なんと、エリスは手を口に当て涙を流していた……
僕は、突然の事で動揺しエリスに
「どうしたのエリス?」
「大丈夫よ、シュウ君。レイニーさんが不憫で……」
「レイニーが不憫?」
「ええ、私と同じで筋肉好きに見られているのね。観客から筋肉ダルマにしたいのは判るけど…… 今だから話せるけど、私もレイニーさんもゴリマッチョは嫌いなのよ!」
――!? うん、知ってた…… なぜ、このタイミングで暴露するんだろう…… それと、レイニーを気遣うなんて、エリスはなんて慈悲深いのだろう。エリスの優しさはエベレストより高く、海より広い……
こんなやりとりをしている最中も二人の一進一退の攻防は続いていた。まだ続いていたのかぁ……
ああ、だんだん飽きてきたなぁ…… いつまで続くのだろう……
こんな時は、必ずや救世主が現れるのがお約束なのにまだ出てこない。準備で忙しいのか? 着替えでもしてるんじゃないのか?
一号生から三号生そして、観客までアガシ先輩とレイニーさんの攻防を真剣な眼差しで見つめている。考えてみればレイニーのヤツ、身体強化の魔法を使っているよな。それに対抗するアガシ先輩は、実は凄い実力者なのかもしれない。やはり筋肉は偉大だなぁ…… 僕は、あくびをしながら考察してみた。
やはり、フレイルと斬捨て御免刀の殺陣を見ていると……
『愚か者め、余の顔を見忘れたか』
『……う、上様!』
『かくなる上は武士らしく腹を切れ!』
『上様の名をかたる偽物め! ええい!出合え出会えー!』
『デーンデーンデーーン デデデデデデ デーンデーンデーーン デッデッデデデデ ドゥードゥドゥードゥドゥードゥドゥードゥードゥードゥードゥドゥー チャンチャンチャチャチャチャン♪……』
『成敗!』
脳内再生で白馬の乗った。とっても暴れん坊さんな上様(将軍様)の決め台詞とテーマが流れてしまう……
◇
「アガシ! レイニー殿! そこまでだ!」
「私の邪魔するのは、誰だ!」
レイニーは声の主を探す。アガシ先輩は声の主がわかるのか攻撃の手を止め、声の主の方を見る。
「ジャキー先輩……」
「また、お前か、性懲りもなく私の前に現れるとはいい度胸だ。今日の私は気が立っている。早く立ち去るがよい。さもなくば今日がお前の命日にしてやるぞ!」
さすが、邪悪の根源! 言うことがド悪党すぎる! ハマリ役とは、こういうことを言うんだろうなぁ。ヤローの中に眠る才能が怖い……

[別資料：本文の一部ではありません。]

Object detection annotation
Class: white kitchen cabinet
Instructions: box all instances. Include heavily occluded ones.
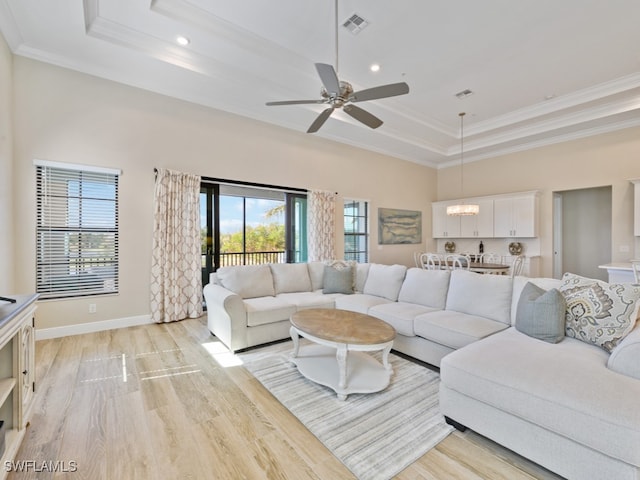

ジャキー先輩はレイニーさんにガン無視を決め込み、アガシ先輩に近づき声をかける。
――ジャキー先輩、学院史上最強の漢と呼ばれるだけあって、なかなかの度胸があるなぁ……
「さすが、この俺が認めた漢。レイニー殿をここまで追い詰めるとは…… お前こそが、学院史上最強の漢と名乗るのにふさわしい!」
二人は向かい合いジャキー先輩は両手をアガシ先輩の肩に置いた…… なんて感動的な演出なんだ。この演出はパクらせていただきます!